Rehabilitar en el Mediterráneo: cinco claves antes de tocar un muro
Rehabilitar una vivienda mediterránea no es dejarla «como nueva»: es dejarla mejor que nueva sin que pierda lo que la hace especial. Estas son las cinco claves que repasamos en el estudio antes de cualquier proyecto de rehabilitación en la Costa Blanca.
Orientación antes que decoración
La primera pregunta no es qué suelo poner, sino por dónde entra el sol en enero y en agosto. Una casa bien orientada necesita menos climatización, envejece mejor y se vive con más agrado. En rehabilitación no podemos girar el edificio, pero sí decidir dónde abrir, dónde cerrar y dónde crear sombra.
La sombra es un material de construcción
Porches, pérgolas, celosías, voladizos: en nuestro clima, proyectar la sombra es tan importante como proyectar los muros.

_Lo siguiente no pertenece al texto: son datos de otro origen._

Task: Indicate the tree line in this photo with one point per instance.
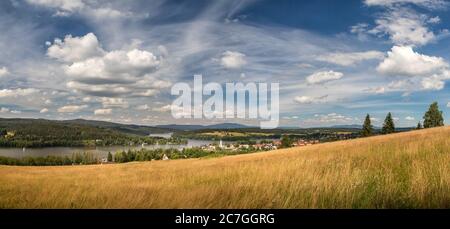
(432, 118)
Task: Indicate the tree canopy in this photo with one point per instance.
(433, 117)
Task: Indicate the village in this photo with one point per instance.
(262, 145)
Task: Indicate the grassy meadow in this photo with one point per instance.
(405, 170)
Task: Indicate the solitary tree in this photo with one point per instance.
(419, 126)
(109, 157)
(433, 117)
(367, 127)
(388, 126)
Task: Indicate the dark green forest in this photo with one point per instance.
(34, 133)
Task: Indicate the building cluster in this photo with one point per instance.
(302, 142)
(272, 145)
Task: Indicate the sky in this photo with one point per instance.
(116, 61)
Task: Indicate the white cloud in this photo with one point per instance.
(377, 90)
(233, 59)
(432, 83)
(402, 60)
(404, 26)
(97, 72)
(4, 71)
(165, 108)
(72, 108)
(432, 4)
(90, 9)
(4, 110)
(65, 5)
(434, 20)
(309, 100)
(322, 77)
(73, 49)
(103, 112)
(409, 118)
(148, 93)
(350, 58)
(114, 103)
(17, 92)
(143, 107)
(115, 66)
(87, 99)
(331, 118)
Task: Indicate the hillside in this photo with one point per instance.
(405, 170)
(44, 133)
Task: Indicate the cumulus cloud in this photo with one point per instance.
(323, 77)
(165, 108)
(72, 108)
(432, 4)
(65, 5)
(377, 90)
(90, 9)
(4, 71)
(404, 27)
(331, 118)
(403, 61)
(73, 49)
(310, 100)
(103, 112)
(17, 92)
(433, 83)
(350, 58)
(97, 72)
(409, 118)
(114, 103)
(143, 107)
(233, 60)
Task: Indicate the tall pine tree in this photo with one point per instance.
(433, 117)
(367, 127)
(388, 126)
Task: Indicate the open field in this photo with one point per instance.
(406, 170)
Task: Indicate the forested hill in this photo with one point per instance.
(41, 132)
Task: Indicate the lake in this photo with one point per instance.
(101, 152)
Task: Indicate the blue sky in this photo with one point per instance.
(117, 60)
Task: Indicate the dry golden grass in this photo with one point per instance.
(406, 170)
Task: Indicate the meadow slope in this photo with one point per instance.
(405, 170)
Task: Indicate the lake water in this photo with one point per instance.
(101, 152)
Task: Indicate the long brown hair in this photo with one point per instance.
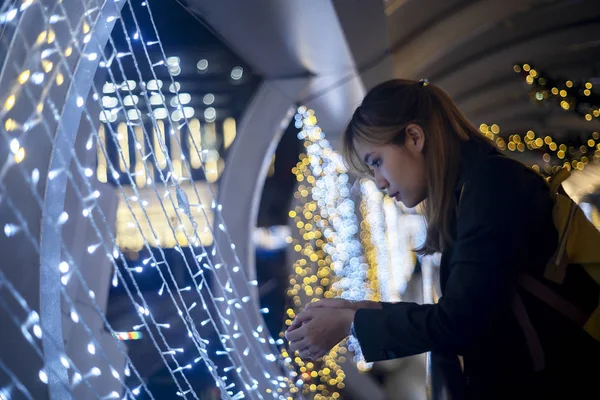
(382, 119)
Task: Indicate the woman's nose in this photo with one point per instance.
(382, 183)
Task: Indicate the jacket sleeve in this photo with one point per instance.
(497, 214)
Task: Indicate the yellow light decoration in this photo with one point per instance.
(24, 76)
(10, 102)
(579, 160)
(10, 125)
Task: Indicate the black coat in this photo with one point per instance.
(503, 227)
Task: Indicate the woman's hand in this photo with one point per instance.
(335, 303)
(318, 329)
(342, 303)
(323, 324)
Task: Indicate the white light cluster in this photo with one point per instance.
(373, 201)
(331, 191)
(233, 326)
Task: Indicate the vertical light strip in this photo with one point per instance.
(195, 137)
(229, 132)
(160, 155)
(176, 152)
(140, 171)
(101, 170)
(210, 136)
(123, 140)
(395, 282)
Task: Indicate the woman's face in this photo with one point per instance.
(399, 170)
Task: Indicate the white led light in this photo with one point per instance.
(154, 84)
(208, 99)
(43, 376)
(202, 65)
(210, 114)
(63, 267)
(237, 73)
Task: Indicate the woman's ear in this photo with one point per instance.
(415, 137)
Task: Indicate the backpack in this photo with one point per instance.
(578, 243)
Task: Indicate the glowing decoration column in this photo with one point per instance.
(329, 260)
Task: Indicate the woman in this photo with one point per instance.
(491, 217)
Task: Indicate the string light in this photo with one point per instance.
(253, 344)
(555, 156)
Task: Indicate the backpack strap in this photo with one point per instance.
(556, 268)
(534, 345)
(553, 299)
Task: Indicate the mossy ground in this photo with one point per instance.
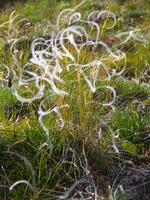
(20, 132)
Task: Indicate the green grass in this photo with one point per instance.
(86, 141)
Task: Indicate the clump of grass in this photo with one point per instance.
(68, 82)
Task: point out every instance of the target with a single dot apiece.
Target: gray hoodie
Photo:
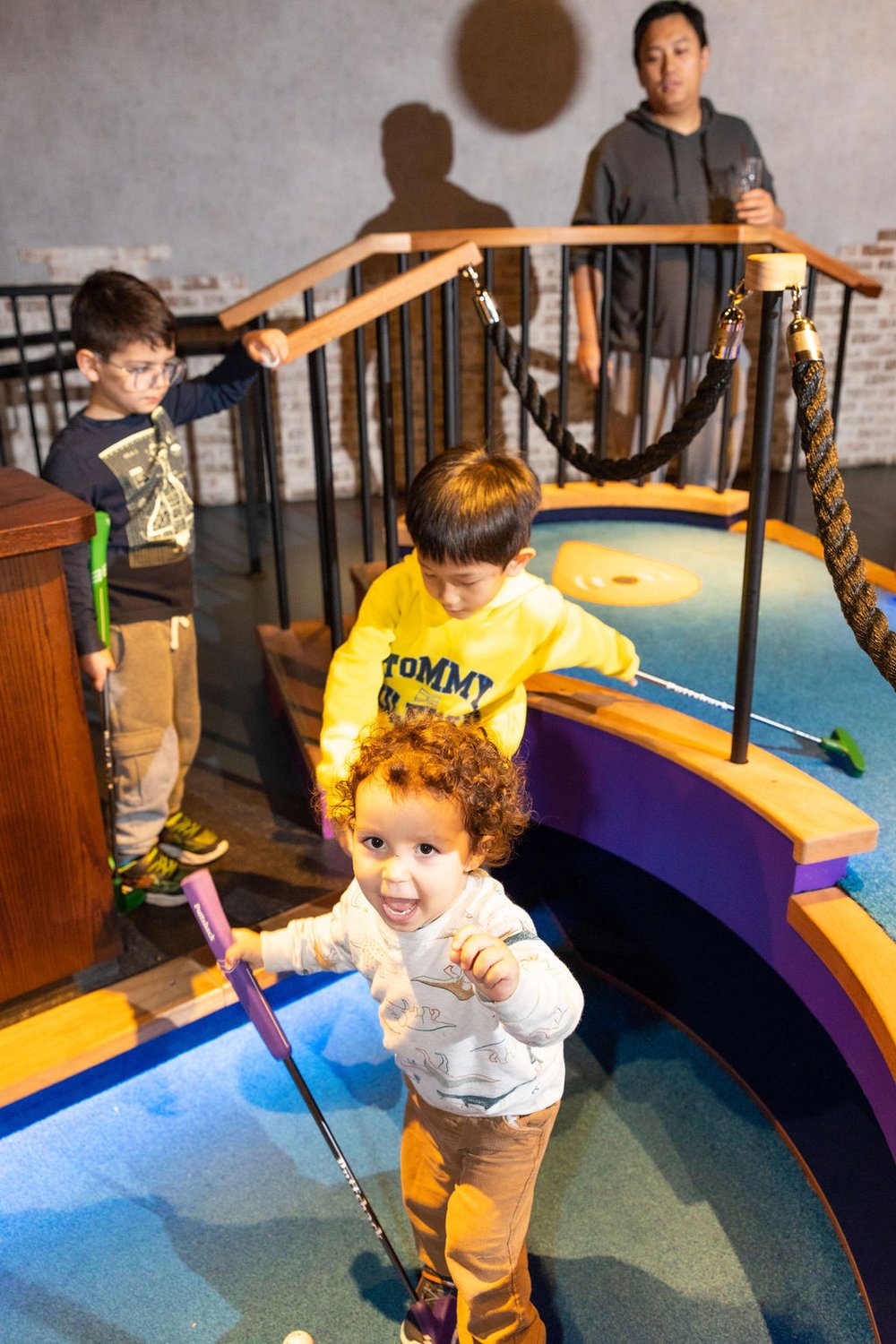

Un buen sistema de protección solar baja varios grados la temperatura interior sin gastar un vatio.
Ventilación cruzada, la de siempre
Las casas antiguas de la zona ya sabían refrescarse solas. Recuperar la ventilación cruzada — huecos enfrentados, alturas generosas, persianas que dejan pasar el aire y no el sol — es de lo más rentable que se puede hacer en una reforma.
Aislar sin asfixiar
Aislamiento sí, pero pensado para clima cálido: proteger sobre todo la cubierta, cuidar la inercia térmica de los muros y no convertir la casa en un termo que no puede respirar. Cada edificio pide su solución; copiarla del norte de Europa suele salir caro.
Lo que no se ve decide el presupuesto
Estructura, instalaciones, humedades: el dinero bien gastado en una rehabilitación casi nunca sale en las fotos. Un diagnóstico serio antes de empezar evita las sorpresas que arruinan presupuestos — y permite decidir con datos dónde merece la pena invertir.